Nairobi Westgate mall siege
Security officers work to secure an area inside Westgate Shopping Centre, Nairobi (Reuters) Reuters/Siegfried Modola

A crack unit of Israeli commandos was airlifted to Kenya as soon as the Westgate Mall siege began, as Nairobi invoked a secret security pact between the two countries under which Jerusalem guarantees military assistance should the Kenyan government be threatened by a foreign force.

Israeli special counter-terrorism forces tasked with hunting down the 20 or so al-Shabaab insurgents holed up in the Westgate Mall are locked in the first battle between the Jewish state and al-Qaida terrorists on foreign soil. The Israeli foreign ministery refused to confirm or deny any involvement in Kenya.

According to the Jerusalem-based DEBKAfile, an Israeli intelligence website, the US has also sent a commando unit to Nairobi from bases in Italy and the UK has dispatched an advance counter-terrorism forward team. The Cobra cabinet is holding sessions in London as the situation unfolds.

The Israeli army and security bodies send combat equipment and provide tactical advice to Kenyan units fighting alongside Somali government forces against al-Shabaab; and Israel's intelligence agencies and police are helping the Kenyan government build a barrier against the Somali war's spillover, to guard against al-Shabaab opening up a second front to the rear of the Kenyan forces fighting across the border, claims DEBKAfile. It notes that this protective barrier clearly sprang a large leak in the case of the Westgate Mall.

Coincidentally, the Westgate Shopping Mall is owned by an Israeli company.

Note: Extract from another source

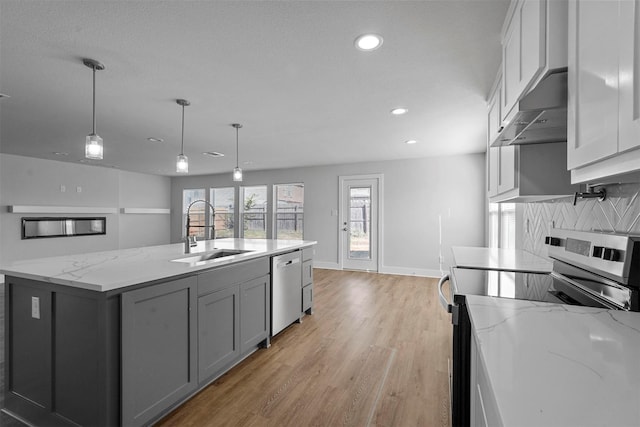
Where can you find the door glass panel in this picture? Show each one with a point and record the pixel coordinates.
(360, 222)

The attack by a cell of up to 20 Islamic insurgents began on a busy Saturday lunchtime, when they opened fire with AK-47s and a volley of grenades. As families of wealthy Kenyans and expatriates fled, 59 were killed and hundreds injured. Muslims were allowed to go free.

An unknown number of hostages, among them British citizens, are still inside the shopping centre. Three Britons are among the dead.

The assault was the biggest single attack in Kenya since al-Qaida's East Africa cell bombed the US Embassy in Nairobi in 1998, killing more than 200 people. In 2002, the same militant cell attacked an Israeli-owned hotel on the coast and tried to shoot down an Israeli jet in a coordinated attack.

Kenya is Israel's closest ally in Africa. In the raid on Entebbe in 1976 to free a planeload of hostages being held at the Ugandan airport by Palestinian hijackers, the Kenyans allowed Israeli planes carrying paratroops to refuel at Nairobi's international airport.